[commercial communism and the status quo…]
Back in the USSR: Soviet domain resists death
Registrations of ‘.su’ domain name have
jumped 45 percent this year alone
By Mansur Mirovalev — (via digg…)
“They are selling tickets to a drowning ship,” said Anton Nosik, a veteran Web journalist and founder of several successful online projects. “Their message is to losers and latecomers.”
What’s next? Domain names for the Roman Empire or Ancient Greece?
Country-code domains, derived from a list kept by the International Organization for Standardization, typically disappear when a country ceases to exist or changes its name. Both Yugoslavia and Czechoslovakia lost their domain names after they broke up into smaller nations. So did Zaire after it became the Democratic Republic of Congo.

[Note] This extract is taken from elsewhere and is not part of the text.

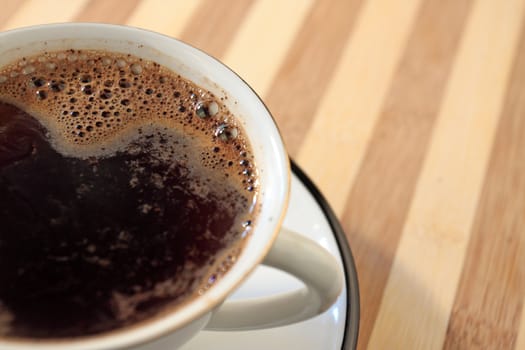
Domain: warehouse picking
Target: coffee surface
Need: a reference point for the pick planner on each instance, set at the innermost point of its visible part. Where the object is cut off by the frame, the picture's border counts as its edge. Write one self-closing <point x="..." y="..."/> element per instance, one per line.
<point x="125" y="190"/>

The Internet’s key oversight agency, the Marina del Rey, Calif.-based Internet Corporation for Assigned Names and Numbers, and its predecessors have made several efforts since the 1990s to eliminate the “.su” address.
All have failed.
In late 2006, ICANN even sought advice from the community on how best to revoke outdated suffixes. Yet the resistance continued, and the phase-out seems to be in a stalemate. The domain continues to work normally, but listed in records as “being phased out.”
“There are no technical issues,” said John Crain, ICANN’s chief technical officer. “It all comes down to politics.”